On nous annonce ce soir que les difficultés les plus graves surgissent à propos de Berlin. Tout se déroule comme prévu. Je le sais depuis longtemps. Churchill annonce depuis quelques mois que la guerre sera là avant la fin de l’année. Doublée sans doute de révolution (ou contre-révolution). Je persiste à penser, contre l’avis de tous, que les Russes ne viendront plus ici maintenant. Trop occupés ailleurs, et trop démunis de pétrole. C’est le Moyen-Orient qui sera le grand théâtre des opérations.

À cette heure, un défilé de tanks s’entend sur la route, à trois cents mètres. Ça recommence. Nous sommes une génération vernie.

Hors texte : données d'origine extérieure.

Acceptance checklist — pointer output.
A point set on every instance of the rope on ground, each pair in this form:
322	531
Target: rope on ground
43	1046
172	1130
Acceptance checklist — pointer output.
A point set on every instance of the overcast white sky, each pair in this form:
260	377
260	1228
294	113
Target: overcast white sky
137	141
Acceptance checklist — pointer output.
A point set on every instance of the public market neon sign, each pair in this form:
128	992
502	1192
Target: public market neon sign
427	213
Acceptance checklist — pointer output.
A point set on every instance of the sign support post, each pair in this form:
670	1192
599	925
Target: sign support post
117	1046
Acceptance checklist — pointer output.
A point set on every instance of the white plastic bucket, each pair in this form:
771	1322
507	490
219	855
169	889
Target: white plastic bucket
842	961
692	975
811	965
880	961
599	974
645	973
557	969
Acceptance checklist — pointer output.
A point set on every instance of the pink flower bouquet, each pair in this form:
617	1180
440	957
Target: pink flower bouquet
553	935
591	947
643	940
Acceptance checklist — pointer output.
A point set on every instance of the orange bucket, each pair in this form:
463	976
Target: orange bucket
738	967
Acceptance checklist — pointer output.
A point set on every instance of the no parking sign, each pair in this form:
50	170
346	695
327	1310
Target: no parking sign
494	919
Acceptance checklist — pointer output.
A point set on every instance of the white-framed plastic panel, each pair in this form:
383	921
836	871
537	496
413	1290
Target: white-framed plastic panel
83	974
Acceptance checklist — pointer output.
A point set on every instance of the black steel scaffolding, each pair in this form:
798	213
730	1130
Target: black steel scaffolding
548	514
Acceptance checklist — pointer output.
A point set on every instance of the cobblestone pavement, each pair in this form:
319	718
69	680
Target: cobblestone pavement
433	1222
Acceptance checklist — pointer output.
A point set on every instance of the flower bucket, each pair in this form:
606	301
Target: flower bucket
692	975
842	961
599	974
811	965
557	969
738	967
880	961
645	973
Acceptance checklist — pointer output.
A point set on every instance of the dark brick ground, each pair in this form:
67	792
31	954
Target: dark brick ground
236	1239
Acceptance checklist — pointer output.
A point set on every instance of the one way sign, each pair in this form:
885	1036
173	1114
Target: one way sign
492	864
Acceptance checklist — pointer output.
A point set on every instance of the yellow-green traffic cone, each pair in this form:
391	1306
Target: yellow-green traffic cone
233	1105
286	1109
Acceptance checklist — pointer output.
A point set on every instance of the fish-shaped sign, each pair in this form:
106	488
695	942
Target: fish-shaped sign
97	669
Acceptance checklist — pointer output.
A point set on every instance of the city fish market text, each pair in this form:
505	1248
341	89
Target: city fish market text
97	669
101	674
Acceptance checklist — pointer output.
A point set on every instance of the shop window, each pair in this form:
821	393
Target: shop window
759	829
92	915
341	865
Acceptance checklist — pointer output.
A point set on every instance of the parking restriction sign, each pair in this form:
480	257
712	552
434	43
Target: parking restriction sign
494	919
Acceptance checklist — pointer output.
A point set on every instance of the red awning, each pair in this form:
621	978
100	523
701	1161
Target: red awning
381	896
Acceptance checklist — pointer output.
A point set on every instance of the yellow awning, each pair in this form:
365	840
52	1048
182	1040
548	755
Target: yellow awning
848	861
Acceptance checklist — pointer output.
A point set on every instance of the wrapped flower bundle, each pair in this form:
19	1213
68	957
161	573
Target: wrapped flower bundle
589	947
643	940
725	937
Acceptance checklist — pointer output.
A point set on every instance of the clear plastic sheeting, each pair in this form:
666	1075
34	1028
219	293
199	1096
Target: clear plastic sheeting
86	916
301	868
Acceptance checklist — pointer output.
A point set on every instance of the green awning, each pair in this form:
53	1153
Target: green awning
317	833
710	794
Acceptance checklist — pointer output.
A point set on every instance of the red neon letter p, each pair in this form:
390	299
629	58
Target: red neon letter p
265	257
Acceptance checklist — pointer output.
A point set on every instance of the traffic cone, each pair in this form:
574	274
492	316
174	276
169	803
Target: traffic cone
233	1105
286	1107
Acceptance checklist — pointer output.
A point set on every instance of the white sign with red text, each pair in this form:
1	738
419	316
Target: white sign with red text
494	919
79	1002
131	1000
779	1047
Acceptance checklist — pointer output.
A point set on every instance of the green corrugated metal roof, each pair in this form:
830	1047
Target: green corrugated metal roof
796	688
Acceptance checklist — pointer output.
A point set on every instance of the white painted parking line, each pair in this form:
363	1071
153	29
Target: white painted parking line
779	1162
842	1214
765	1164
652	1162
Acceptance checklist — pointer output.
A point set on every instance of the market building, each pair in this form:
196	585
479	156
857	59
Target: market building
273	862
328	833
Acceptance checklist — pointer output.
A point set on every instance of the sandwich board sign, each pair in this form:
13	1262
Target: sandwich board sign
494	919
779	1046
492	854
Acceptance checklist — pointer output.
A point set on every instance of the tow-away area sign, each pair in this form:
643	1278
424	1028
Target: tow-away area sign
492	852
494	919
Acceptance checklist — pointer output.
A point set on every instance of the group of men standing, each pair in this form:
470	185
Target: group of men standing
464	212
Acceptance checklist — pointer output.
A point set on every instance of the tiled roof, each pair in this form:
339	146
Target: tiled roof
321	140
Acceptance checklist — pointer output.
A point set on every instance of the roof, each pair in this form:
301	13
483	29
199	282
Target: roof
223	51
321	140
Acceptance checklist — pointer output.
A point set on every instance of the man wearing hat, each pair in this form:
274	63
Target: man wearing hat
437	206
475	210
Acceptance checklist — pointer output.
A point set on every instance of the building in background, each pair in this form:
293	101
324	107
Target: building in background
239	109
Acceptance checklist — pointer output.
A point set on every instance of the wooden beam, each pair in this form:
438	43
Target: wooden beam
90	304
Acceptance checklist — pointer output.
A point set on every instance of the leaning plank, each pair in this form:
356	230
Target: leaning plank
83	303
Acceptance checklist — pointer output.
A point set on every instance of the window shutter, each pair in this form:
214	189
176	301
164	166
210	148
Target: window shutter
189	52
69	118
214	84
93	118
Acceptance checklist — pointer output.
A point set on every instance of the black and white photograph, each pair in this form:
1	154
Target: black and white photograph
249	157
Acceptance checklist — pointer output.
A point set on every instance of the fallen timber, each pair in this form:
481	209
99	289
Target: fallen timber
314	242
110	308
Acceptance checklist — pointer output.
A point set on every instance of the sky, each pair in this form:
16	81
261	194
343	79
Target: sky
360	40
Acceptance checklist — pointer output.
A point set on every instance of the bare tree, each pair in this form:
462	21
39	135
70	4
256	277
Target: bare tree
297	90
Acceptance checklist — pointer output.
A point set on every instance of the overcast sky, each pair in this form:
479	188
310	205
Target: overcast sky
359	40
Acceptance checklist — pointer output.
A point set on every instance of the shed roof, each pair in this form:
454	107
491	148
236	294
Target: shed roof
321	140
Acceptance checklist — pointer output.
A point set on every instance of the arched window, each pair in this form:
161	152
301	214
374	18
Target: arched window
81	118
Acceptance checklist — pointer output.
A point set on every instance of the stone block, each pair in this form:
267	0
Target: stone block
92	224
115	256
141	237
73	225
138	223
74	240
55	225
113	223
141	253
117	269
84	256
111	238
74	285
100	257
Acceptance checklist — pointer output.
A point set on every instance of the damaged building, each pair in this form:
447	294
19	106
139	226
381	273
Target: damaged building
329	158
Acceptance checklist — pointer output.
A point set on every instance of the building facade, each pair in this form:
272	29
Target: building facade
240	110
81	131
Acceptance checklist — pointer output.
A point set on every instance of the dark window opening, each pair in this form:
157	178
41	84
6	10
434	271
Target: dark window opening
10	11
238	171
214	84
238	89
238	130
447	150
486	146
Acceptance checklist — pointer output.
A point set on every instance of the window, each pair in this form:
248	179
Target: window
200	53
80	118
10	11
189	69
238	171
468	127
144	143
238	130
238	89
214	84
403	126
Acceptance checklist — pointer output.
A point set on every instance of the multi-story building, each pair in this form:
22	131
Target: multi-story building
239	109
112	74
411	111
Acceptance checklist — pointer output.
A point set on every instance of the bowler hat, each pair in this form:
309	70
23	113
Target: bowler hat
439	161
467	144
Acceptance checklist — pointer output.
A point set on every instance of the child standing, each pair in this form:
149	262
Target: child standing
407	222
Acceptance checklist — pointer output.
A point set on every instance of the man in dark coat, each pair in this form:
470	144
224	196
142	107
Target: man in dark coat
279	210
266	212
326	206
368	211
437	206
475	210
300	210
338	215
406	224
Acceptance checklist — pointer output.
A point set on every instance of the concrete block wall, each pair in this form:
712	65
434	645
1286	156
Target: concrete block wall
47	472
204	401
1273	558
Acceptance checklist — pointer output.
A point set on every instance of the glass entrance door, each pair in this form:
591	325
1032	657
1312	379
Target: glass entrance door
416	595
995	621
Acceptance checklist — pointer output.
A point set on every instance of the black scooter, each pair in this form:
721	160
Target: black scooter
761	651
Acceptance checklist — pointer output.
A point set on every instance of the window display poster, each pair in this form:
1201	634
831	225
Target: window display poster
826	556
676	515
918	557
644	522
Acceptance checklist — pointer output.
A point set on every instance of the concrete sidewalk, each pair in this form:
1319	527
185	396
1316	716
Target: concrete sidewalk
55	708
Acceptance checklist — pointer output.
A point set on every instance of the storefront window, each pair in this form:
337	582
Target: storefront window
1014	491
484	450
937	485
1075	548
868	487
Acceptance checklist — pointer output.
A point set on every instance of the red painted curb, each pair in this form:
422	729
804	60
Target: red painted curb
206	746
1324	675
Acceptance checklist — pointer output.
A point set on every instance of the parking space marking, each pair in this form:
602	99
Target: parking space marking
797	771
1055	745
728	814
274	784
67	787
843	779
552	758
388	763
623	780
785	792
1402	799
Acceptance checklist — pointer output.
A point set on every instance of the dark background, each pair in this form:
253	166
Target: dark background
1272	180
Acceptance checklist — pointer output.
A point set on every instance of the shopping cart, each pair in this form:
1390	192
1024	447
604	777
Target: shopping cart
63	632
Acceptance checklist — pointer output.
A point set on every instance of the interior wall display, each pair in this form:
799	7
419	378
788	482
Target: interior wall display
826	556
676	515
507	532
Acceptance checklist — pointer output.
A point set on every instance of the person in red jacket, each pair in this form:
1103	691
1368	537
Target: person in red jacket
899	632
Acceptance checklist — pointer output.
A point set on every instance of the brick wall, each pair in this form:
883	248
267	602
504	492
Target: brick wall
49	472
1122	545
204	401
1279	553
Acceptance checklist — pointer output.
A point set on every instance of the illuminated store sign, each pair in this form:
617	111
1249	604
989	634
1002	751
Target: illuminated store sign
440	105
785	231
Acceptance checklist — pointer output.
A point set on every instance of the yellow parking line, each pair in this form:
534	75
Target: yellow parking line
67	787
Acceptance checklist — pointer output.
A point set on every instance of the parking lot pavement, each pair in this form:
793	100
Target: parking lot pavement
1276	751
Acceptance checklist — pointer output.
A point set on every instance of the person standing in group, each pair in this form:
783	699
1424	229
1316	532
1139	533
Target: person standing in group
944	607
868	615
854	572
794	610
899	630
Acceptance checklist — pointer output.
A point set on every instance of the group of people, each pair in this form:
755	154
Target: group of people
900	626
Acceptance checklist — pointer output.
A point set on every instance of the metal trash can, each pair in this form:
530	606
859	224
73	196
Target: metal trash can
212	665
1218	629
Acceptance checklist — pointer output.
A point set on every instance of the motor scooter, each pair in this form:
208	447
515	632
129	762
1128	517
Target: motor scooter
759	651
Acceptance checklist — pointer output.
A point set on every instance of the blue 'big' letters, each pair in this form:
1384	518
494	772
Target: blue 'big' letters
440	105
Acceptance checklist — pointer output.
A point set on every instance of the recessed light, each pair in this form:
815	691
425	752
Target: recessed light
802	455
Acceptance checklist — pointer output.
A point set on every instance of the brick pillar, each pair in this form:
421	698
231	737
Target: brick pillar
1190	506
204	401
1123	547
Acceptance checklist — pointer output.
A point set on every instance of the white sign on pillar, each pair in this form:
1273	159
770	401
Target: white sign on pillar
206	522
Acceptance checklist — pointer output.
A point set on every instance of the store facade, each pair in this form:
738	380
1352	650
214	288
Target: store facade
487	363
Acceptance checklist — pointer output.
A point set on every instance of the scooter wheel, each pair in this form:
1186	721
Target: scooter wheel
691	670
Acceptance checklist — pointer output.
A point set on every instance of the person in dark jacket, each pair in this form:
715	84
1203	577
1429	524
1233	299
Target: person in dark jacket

À bientôt te lire, te voir, t’entendre. Mais, pour ce soir, déjà t’embrasser. Plus que jamais.

J.

[1] 36 situations dramatiques : théorie proposée par Georges Polti (1867-1946) selon laquelle il existe, pour tout type de scénario, 36 situations dramatiques de base avec, pour chacune, les rôles ou « éléments dynamiques indispensables » qu’elle implique. Ainsi par exemple, la situation « Implorer » demande un Persécuteur, un Suppliant et une Puissance indécise. Les Situations sont ensuite détaillées en nuances (« Fugitifs implorant un puissant contre leurs ennemis »), et pour chaque nuance sont donnés des exemples dans le théâtre de toutes les époques et tous les continents, les contes, le roman ou la vie réelle. Polti a catalogué plus de 1 200 œuvres. Les Situations ne sont cependant pas des catégories bien tranchées puisque certaines nuances d’une Situation peuvent toucher à une autre Situation. Ainsi on peut « augmenter l’horreur » de la situation 17 « Découvrir le déshonneur des siens » avec la Situation 3 « Venger un crime » et ainsi aboutir à la situation 4 « Venger un proche ». Ainsi encore les Situations 15 « Adultère meurtrier » et 25 « Adultère ». Par ailleurs la même œuvre peut être rangée dans deux Situations distinctes (Hamlet est à la fois cité dans la Situation 4 et la Situation 13).
[2] La Porteuse de pain est un roman-feuilleton de l’écrivain français Xavier de Montépin, paru d’abord dans Le Petit Journal à partir du 15 juin 1884. Il connut un important succès populaire et fut réédité et adapté à plusieurs reprises pour le théâtre, le cinéma et plus récemment pour la télévision.
[3] Le Contrôleur des wagons-lits : film franco-allemand réalisé en 1934 par Richard Eichberg.
[4] Henri Bernstein (1876-1953) est un dramaturge français du théâtre de boulevard. Il devint célèbre en 1906 grâce au succès de son drame bourgeois Le Voleur.